Check with your area airport authority about any stalled projects and then start tracing the ripple effect through prime contractors, sub contractors, materials sales, even the area hotels and restaurants that may have been catering to construction crews, engineers and other nomadic experts.
One other thought: Check out USASpending.gov; you can search by state, by agency to get a list of FAA prime or sub contractors; recent awards may also lead you to either pending projects or companies that routinely sell products and services to the agency. The shutdown could affect payments for real estate, cleaning services, right down to coffee supplies, I would imagine, making for blows to many small businesses.
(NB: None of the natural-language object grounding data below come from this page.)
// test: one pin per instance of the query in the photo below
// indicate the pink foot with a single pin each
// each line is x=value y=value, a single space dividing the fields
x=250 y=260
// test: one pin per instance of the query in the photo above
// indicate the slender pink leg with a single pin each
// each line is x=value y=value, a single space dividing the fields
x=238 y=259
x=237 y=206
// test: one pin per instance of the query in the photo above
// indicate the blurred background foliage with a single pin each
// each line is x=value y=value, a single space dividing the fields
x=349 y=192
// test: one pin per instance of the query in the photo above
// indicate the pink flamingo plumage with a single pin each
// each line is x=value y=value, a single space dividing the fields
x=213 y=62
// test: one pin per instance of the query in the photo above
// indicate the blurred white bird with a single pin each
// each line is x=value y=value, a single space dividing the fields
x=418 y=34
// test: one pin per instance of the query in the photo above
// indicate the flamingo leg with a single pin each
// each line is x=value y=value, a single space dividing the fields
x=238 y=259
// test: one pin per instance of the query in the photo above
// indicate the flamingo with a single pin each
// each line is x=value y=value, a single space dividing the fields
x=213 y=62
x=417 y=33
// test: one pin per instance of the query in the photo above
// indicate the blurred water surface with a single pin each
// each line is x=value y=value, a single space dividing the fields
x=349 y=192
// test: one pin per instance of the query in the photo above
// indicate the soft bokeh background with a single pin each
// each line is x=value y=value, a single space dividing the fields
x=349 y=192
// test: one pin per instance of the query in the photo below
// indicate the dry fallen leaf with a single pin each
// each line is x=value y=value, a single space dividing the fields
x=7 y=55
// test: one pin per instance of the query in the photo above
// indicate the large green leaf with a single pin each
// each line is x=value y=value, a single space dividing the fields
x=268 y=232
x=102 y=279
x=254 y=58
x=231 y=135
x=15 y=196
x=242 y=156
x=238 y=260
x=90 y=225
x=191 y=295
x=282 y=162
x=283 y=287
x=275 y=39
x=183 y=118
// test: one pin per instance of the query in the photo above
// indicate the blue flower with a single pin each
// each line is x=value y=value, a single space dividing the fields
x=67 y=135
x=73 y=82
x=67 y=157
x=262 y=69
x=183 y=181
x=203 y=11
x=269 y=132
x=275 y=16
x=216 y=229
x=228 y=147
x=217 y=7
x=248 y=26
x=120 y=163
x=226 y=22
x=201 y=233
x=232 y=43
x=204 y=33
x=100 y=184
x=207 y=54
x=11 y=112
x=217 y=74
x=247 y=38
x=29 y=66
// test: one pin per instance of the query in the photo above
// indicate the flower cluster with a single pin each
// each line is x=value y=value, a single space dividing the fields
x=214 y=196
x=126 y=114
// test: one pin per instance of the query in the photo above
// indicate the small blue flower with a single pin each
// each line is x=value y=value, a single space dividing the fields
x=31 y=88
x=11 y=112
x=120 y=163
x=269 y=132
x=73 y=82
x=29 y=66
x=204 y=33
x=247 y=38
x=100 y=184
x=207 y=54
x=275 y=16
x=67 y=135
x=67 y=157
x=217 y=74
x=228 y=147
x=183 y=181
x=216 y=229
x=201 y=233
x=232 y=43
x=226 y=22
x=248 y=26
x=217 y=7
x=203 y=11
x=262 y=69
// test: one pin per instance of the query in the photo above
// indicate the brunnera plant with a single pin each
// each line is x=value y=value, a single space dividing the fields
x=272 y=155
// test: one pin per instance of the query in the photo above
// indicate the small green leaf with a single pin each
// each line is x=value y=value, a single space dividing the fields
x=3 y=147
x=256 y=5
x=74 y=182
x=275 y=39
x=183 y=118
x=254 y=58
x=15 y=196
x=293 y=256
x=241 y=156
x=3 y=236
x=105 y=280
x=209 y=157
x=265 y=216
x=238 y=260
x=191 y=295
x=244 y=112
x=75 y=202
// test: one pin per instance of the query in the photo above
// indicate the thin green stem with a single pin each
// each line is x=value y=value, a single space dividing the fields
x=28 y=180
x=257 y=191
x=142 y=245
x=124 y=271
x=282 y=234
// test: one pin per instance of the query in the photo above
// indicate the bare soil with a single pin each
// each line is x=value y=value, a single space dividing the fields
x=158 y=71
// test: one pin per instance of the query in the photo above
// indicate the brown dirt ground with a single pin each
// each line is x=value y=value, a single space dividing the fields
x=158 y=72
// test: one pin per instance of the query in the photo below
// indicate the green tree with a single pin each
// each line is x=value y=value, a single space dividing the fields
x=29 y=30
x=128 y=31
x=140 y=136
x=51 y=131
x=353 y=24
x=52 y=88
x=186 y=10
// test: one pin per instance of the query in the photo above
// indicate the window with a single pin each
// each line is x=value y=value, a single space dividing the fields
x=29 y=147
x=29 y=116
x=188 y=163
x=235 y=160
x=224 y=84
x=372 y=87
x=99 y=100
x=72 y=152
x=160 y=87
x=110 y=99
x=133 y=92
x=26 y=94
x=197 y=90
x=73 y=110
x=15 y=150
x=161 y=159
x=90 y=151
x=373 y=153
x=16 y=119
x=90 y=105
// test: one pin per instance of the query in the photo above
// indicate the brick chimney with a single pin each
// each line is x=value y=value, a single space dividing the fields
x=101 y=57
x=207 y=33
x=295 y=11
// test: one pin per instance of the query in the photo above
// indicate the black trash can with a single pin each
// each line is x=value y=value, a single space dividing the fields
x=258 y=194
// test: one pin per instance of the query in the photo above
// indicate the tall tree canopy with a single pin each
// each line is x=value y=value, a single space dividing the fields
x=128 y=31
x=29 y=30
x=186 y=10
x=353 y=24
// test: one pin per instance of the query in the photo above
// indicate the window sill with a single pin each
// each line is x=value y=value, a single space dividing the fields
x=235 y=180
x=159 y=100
This TIME article, “How bad could it get?” lists more ripple effects, including the tax brouhaha. (With the FAA not collecting ticket taxes from airlines, some people think the carriers should pass these savings along to consumers. I’m not sure I agree. After all, other goods and service providers aren’t expected to forego windfall profits when costs decline; why should airlines be singled out? But I’m no expert in excise taxes and this might be a good topic for a Q&A with a local business-school expert on business taxation.)
Note in reading Matthews’ post that part of the impasse over FAA funding has to do with continued suport of the Essential Air Service program, which subsidizes flights to small markets that otherwise would be money-losing routes for airlines. Delta Air Lines, for example, recently announced it might pull out of a couple dozen small markets, like Muscle Shoals, Ala., Devil’s Lake, N.D. and Escanaba, Mich., though it left the door open for a reversal should the EAS make the service worth its while.
Here’s a good CNN roundup of the Delta issue; it’s also worth exploring the larger question of how the EAS helps your region, if at all. Here’s a link to the Essential Air Service portal on the Department of Transportation website; the list of subsidized communities, eliminated communities and rural airports may be fodder for localized reporting.
One interesting aside: Despite the screeching halt to paychecks, some 40 FAA inspectors apparently are expected to continue working on their own dimes, including travel expenses. It’s a bit of a stretch but I can see some grist here for a personal finance story about deductible work expenses, paying income taxes on unemployment benefits and other tax and money implications for furloughed workers.